Great. Thank you everybody. Good morning. Appreciate you joining. With us we have Ed Hallen, the Co-Founder of Klaviyo. Ed, one, thank you for your time today. It's great to have you here. Two, just since I think we've had less exposure to you, maybe less interfacing, would love to maybe understand your background, what your role at Klaviyo is, and then we'll dive into some questions about the company.
Awesome. Ed Hallen co-founded Klaviyo in 2012. For the first about five years of the business, we were co-CEOs. We'd both come out of product engineering at a company that was kind of a key part in the formation of what ultimately led to Klaviyo. I'd been an engineer, been on the product side, had ultimately, at this start-up we worked at, also kind of opened their European presence. Over time I've done a ton of jobs across the company. Most recently was Chief Product Officer, Chief Marketing Officer, currently the Chief Strategy Officer, which really means stretching across the business with probably a spike on the product engineering side.
Got you.
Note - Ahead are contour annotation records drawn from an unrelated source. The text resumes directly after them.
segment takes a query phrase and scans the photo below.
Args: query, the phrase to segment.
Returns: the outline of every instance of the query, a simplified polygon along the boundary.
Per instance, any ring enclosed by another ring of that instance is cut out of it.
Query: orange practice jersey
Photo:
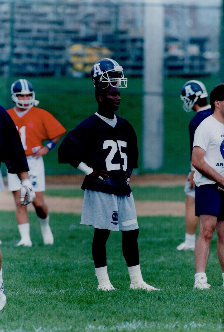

Look, I'm happy to have you here because we're going through this transformative era in software and technology more broadly. I'd love to, given the different hats you've worn at the company, how are you thinking from a product and strategy perspective on what the company needs to do to embrace this new AI world that we're in? What are the key focus areas right now for Klaviyo from that perspective?
I think really from our perspective, this age is kind of the most exciting tail end. When we started Klaviyo, before Klaviyo, we'd met at a company called Applied Predictive Technologies, where we were early but junior employees. Fundamentally where we spent our time was building large-scale customer sources of record for people like Walmart, Bank of America, kind of very large organizations where we pulled together all of their data and then the sales, inventory, staffing in the stores, kind of like everything possible into a singular customer view. Then enabled these organizations to run effectively large-scale analytics across it. When we started Klaviyo, the basic idea was like, hey, if you look at all the different software categories that exist, at the time, largely they existed separately from data.
What if we built these customer sources of record for businesses of all sizes and all types? Through a set of kind of twists and turns, ended up saying, okay, we knew we were going to bootstrap, so the best way to go to market was actually somehow take that customer source of record and provide a way to drive outcomes atop it, so we stuck marketing atop that. Then of our first 10, 20 customers, looked at them and said, okay, we know we have to focus. We don't have infinite resources. That's when we said, okay, hey, three of the 10 are e-commerce, leaned in hard to e-commerce.
Through that lens, kind of the way we've always thought about ourselves and the platform is what's differentiated is this data platform underneath and our ability to provide that infrastructure in a way that makes it very usable in a very low latency fashion. The ability to, as our customers take marketing actions, to understand exactly what happened. A number that we call KAV. Over time to add intelligence. The more consumer profiles we have, the more company data, the more outcome variables that we have, the more we can understand, hey, when we do X, Y actually happens. For many years, I think we've been thinking about ways that, okay, it's not just humans providing the intelligence atop our platform, but it's also AI or machine learning or other tools atop that.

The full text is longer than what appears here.